[FRIAM] dystopian vision(s)

glen gepropella at gmail.com
Mon Aug 15 13:24:58 EDT 2022


In trying to parse Wolpert's latest contribution <https://arxiv.org/abs/2208.03886>, I hiccuped at this sentence: "In summary, depending on how exactly one wants to define the word “simulate”, the concerns of Bostrom, et al., properly formalized, strongly suggest that augmenting our brains can never allow us to fully grasp / cognize / perceive our physical reality."

I don't normally think seriously about what I actually believe. Dispositionally, I "believe" most normal things like gravity, brightly colored insects might be poisonous, etc. And conceptually, I don't really believe much of anything. But the complexity layering Wolpert lays out in this article finally triggered me to ask what I do believe. I don't think I actually believe any form of Church-Turing. All reductive systems are false. Aka, all reduction is abstraction. Reality is *special*.

Beyond mere "complicatedness" skepticism about, say, building an urban environment capable of expressing an ecology, there's something deeply inadequate about "built environments". Of course, stigmergy raises an interesting point. That no built environment is either completely controlled or built tightly to specifications, which is why I enjoy older neighborhoods that are a bit run-down, where e.g. children play on grass perforated concrete as if it is the natural world. Evolution happens everywhere. Everything is likely a mix of built and grown. But I can't tell if this argues *for* or *against* Church-Turing. What does it mean for a (large, complicated, perhaps complex) conceptual structure to be the implicit objective function for a collective? Aren't all these large projects doomed to "fail" in some not insignificant way?

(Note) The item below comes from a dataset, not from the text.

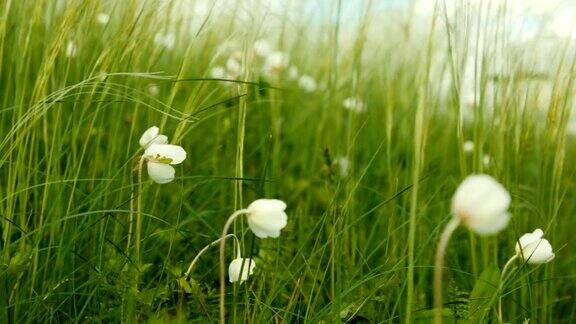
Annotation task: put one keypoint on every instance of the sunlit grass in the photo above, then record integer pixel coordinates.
(365, 143)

On 8/15/22 09:40, Marcus Daniels wrote:
> The largest public infrastructure project I remember in New Mexico was the Railrunner train track installation, and even that involved decades of public debt.
> 
> Population-dense regions are interesting to me because big projects are possible because there is a tax base.  Bay bridge, BART, high voltage power distribution under the bay, bike paths around the bay, 10 gigabit networking, etc.   Someday there may need to be desalinization rigs in the bay.   All of this is conceivable with millions of people to pay for it.   Being spread-out means more crude oil for asphalt.
> 
> *From:* Friam <friam-bounces at redfish.com> *On Behalf Of *Gary Schiltz
> *Sent:* Monday, August 15, 2022 9:25 AM
> *To:* The Friday Morning Applied Complexity Coffee Group <friam at redfish.com>
> *Subject:* Re: [FRIAM] dystopian vision(s)
> 
> I wonder what proportion of people worldwide, like me, see "urban" places as mainly, at best, necessary evils. Maybe it's mainly an American phenomenon, maybe a bourgeoisie idea for only those who can afford land.
> 
> On Mon, Aug 15, 2022 at 8:23 AM glen <gepropella at gmail.com <mailto:gepropella at gmail.com>> wrote:
> 
>     At the top of my LIFO stack of dystopian things has been "The Line":
> 
>     https://www.neom.com/en-us/regions/theline <https://www.neom.com/en-us/regions/theline>
> 
>     Pushed by a ruthless monarchy, funded by fossil fuels, bulldozing indigenous lands, ... yikes.
> 
>     But I now have a new one on the stack:
> 
>     https://www.mojo.vision/mojo-lens/ <https://www.mojo.vision/mojo-lens/>
> 
>     Unlike bin Salman, these guys seem well-intentioned. But sheesh. I can't even imagine wearing that.